Он лезет под диван и достает оттуда ящик с пивом.
– Ток высокого напряжения, – улыбается он, держа этикетку на свету.
Я долго смотрю на Вилли.
– Эх, брат, хотел бы я быть таким, как ты! – говорю я.
– Ну еще бы! – Он ухмыляется и с треском откупоривает бутылку.
Когда я выхожу из дому, чтобы идти на вокзал, из соседнего двора выбегает несколько девочек с вымазанными мордочками и торчащими в косичках бантиками. Они только что похоронили в саду крота и помолились за него. Делая книксен, они суют мне на прощание руки:
– До свидания, господин учитель!
Часть шестая
– Эрнст, мне надо поговорить с тобой, – обращается ко мне отец.
Легко представить себе, что за этим последует. Уже несколько дней он ходит вокруг меня с озабоченным лицом, роняя многозначительные намеки. Но до сих пор мне удавалось увиливать от разговора – я мало бываю дома.
Мы проходим в мою комнату. Отец усаживается на диван и внимательно рассматривает обивку.
– Нас беспокоит твое будущее, Эрнст.
Я снимаю с книжной полки ящик сигар и предлагаю ему закурить. Лицо у него несколько проясняется: сигары хорошей марки, мне дал их Карл, а Карл букового листа не курит.

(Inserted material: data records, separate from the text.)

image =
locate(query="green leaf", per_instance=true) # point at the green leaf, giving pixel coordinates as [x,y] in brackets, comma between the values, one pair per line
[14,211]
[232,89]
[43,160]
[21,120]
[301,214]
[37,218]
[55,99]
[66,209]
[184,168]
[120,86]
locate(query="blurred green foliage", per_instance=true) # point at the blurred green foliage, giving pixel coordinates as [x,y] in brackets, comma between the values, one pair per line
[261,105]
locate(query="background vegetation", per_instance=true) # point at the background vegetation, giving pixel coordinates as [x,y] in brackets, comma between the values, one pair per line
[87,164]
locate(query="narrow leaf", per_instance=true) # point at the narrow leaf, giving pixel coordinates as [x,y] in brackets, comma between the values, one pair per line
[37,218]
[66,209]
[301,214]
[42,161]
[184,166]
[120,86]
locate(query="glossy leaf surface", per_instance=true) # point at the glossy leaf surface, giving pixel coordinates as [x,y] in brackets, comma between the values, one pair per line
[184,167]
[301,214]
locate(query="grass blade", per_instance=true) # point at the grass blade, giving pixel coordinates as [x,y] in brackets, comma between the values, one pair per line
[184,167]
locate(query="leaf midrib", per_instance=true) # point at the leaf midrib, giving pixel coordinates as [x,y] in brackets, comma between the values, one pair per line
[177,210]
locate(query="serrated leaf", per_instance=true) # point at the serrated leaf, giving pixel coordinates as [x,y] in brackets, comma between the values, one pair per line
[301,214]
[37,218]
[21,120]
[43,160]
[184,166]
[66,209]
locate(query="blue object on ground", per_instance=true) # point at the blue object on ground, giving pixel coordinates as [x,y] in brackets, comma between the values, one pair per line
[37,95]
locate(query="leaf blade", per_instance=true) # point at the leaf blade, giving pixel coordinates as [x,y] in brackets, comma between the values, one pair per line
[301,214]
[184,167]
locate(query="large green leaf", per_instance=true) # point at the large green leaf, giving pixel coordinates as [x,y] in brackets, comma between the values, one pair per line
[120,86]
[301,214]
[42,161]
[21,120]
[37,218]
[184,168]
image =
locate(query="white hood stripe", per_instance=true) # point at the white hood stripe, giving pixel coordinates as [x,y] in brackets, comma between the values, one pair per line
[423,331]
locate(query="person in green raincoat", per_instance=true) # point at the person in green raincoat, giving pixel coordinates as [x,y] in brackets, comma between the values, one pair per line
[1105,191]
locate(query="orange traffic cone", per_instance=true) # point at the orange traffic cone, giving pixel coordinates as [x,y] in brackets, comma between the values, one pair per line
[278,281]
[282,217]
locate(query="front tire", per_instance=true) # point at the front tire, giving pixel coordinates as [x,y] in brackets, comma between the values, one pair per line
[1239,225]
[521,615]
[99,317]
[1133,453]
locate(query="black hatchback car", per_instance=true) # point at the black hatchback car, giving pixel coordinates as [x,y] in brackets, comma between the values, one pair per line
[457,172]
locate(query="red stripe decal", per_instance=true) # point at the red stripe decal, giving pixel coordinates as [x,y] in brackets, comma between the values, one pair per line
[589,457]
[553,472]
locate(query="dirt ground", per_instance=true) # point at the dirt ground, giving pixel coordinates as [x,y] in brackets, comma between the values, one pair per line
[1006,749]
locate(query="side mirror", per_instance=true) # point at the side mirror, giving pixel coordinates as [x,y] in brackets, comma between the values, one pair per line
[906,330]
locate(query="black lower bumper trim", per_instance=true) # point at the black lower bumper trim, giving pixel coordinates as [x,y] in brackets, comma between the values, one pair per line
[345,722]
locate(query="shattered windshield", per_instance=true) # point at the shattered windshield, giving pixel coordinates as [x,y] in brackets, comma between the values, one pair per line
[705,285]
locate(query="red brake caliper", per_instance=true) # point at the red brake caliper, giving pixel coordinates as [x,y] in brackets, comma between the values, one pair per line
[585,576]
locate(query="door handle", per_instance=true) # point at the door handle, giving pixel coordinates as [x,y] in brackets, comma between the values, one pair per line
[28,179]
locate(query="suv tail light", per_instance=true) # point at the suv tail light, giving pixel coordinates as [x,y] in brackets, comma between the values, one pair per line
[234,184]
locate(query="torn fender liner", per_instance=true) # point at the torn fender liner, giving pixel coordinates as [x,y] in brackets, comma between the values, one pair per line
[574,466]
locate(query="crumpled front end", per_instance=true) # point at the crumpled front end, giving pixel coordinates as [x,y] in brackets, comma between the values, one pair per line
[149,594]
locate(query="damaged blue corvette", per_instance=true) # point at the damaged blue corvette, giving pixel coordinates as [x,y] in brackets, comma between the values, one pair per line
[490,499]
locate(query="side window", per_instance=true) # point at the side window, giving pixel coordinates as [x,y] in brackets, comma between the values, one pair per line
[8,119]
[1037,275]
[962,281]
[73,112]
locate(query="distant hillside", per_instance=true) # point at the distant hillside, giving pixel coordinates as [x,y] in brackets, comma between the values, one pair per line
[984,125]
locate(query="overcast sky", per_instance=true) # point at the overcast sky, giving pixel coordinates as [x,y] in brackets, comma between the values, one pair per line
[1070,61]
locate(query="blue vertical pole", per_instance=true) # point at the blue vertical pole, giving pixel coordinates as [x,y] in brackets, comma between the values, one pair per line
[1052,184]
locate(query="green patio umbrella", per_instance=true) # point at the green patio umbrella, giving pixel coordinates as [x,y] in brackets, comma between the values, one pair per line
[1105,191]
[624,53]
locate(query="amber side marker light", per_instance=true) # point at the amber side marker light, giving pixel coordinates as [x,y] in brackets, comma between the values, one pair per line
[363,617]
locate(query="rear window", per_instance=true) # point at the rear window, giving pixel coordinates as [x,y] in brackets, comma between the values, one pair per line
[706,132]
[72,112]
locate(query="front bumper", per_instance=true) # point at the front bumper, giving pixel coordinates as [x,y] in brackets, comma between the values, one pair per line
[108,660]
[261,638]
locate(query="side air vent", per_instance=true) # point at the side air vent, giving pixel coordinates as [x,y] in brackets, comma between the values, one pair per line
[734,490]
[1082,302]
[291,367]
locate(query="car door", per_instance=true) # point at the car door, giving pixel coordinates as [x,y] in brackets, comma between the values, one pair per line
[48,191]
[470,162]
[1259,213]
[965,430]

– Ты действительно отказался от места учителя? – спрашивает отец.
Я киваю.
– Почему же ты это сделал?
Я пожимаю плечами. Как объяснить ему? Мы с ним совершенно разные люди, и у нас только потому сохранились хорошие отношения, что вообще никаких отношений не было.
– Что же будет дальше? – продолжает он допытываться.
– Что-нибудь да будет, – говорю я, – ведь это так безразлично.
Он испуганно смотрит на меня и начинает говорить о хорошей, достойной профессии, о продвижении вперед на избранном поприще, о месте в жизни. Я слушаю его с чувством умиления и скуки и думаю: как странно, что этот человек – мой отец, который некогда распоряжался моей жизнью. Но защитить меня от ужасов войны он не мог, он даже не мог помочь мне в казарме, где любой унтер был сильнее его. Мне пришлось самому все преодолевать, и было совершенно безразлично, есть у меня отец или нет.
Отец кончил. Я наливаю ему рюмку коньяку.
– Видишь ли, отец, – говорю я, садясь рядом с ним на диван, – ты, может быть, и прав. Но я научился жить в пещере, вырытой под землей, и довольствоваться коркой хлеба с пустой похлебкой. Мне нужно было только, чтобы не стреляли, и я уже был доволен. Какой-нибудь полуразвалившийся барак казался мне дворцом, а мешок, набитый соломой, – райским ложем. Пойми! Одно то, что я жив и вокруг нет стрельбы, меня пока что вполне удовлетворяет. На скромный кусок хлеба я как-нибудь заработаю, а для всего остального – целая жизнь впереди.